Pig is Flying: Apache Pig on Apache Spark by Mayur Rustagi.
From the post:
Analysts can talk about data insights all day (and night), but the reality is that 70% of all data analyst time goes into data processing and not analysis. At Sigmoid Analytics, we want to streamline this data processing pipeline so that analysts can truly focus on value generation and not data preparation.
We focus our efforts on three simple initiatives:
- Make data processing more powerful
- Make data processing more simple
- Make data processing 100x faster than before
As a data mashing platform, the first key initiative is to combine the power and simplicity of Apache Pig on Apache Spark, making existing ETL pipelines 100x faster than before. We do that via a unique mix of our operator toolkit, called DataDoctor, and Spark.

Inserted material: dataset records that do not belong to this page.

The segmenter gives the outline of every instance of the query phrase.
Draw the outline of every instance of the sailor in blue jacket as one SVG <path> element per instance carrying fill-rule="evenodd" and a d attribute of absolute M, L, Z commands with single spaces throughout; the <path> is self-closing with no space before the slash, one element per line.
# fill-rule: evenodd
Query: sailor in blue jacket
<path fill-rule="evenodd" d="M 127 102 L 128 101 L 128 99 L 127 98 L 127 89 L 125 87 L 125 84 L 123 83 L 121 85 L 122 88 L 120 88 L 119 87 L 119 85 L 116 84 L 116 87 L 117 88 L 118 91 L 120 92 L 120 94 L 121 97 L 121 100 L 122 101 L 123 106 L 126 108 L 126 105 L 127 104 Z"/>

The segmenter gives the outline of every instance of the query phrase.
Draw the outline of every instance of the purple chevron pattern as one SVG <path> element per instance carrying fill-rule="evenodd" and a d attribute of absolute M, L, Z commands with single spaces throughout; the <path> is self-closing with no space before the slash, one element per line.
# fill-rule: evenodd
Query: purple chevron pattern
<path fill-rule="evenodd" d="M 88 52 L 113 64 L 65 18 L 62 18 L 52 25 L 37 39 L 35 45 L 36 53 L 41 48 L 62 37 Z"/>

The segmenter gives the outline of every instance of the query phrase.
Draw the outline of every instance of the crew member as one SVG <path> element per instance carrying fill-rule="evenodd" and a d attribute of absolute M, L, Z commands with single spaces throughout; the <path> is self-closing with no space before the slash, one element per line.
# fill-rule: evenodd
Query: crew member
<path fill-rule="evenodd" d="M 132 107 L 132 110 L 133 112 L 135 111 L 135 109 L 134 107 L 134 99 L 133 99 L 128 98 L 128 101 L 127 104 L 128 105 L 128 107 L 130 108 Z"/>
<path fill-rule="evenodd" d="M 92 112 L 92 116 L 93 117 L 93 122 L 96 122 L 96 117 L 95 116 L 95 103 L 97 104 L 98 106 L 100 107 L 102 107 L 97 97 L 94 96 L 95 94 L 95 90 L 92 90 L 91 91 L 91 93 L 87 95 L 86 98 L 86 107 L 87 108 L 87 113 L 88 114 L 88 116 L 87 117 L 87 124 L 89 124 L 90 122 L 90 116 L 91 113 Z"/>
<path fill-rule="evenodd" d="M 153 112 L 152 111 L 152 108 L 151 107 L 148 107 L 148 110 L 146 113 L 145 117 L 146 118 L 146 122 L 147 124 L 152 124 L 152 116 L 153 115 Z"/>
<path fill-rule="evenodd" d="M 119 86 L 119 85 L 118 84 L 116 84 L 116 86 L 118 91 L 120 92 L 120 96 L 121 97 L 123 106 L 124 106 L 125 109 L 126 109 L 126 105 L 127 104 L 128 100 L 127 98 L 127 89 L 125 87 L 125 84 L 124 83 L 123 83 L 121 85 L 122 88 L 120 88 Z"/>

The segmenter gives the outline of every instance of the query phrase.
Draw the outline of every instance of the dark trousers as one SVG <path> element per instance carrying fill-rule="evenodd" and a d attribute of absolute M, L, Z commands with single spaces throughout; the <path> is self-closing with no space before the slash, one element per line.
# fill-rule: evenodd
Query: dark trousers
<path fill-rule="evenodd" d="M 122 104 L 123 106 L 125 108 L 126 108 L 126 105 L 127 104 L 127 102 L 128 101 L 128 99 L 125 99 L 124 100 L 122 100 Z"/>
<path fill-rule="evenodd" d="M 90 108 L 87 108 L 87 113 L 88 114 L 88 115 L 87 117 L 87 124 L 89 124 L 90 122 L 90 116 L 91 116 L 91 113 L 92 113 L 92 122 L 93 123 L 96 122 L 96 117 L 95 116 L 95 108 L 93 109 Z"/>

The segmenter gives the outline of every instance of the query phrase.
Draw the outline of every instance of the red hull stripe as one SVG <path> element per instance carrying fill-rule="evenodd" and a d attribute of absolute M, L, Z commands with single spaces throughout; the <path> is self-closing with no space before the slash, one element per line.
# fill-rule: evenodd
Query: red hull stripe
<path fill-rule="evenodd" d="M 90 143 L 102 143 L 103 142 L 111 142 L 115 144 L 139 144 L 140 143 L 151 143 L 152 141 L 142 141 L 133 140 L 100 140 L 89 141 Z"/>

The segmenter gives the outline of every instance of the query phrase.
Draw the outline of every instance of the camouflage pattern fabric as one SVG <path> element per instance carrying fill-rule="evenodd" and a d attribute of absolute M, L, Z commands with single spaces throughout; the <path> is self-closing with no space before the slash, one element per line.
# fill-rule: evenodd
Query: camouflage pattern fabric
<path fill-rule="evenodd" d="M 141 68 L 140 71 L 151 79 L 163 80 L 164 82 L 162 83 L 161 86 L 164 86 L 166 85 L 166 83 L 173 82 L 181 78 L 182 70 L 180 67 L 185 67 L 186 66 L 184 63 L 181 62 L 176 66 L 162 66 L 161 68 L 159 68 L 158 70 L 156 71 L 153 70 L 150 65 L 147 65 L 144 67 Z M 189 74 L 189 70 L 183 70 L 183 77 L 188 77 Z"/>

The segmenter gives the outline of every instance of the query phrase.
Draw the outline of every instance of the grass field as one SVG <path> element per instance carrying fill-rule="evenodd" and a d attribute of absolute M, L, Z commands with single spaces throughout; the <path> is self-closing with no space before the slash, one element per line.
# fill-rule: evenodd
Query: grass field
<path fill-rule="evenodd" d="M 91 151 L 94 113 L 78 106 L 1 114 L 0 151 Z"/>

DataDoctor is a high-level operator DSL on top of Spark. It has frameworks for no-symmetrical joins, sorting, grouping, and embedding native Spark functions. It hides a lot of complexity and makes it simple to implement data operators used in applications like Pig and Apache Hive on Spark.
For the uninitiated, Spark is open source Big Data infrastructure that enables distributed fault-tolerant in-memory computation. As the kernel for the distributed computation, it empowers developers to write testable, readable, and powerful Big Data applications in a number of languages including Python, Java, and Scala.
Introduction to and how to get started using Spork (Pig-on-Spark).
I know, more proof that Phil Karton was correct in saying:
There are only two hard things in Computer Science: cache invalidation and naming things.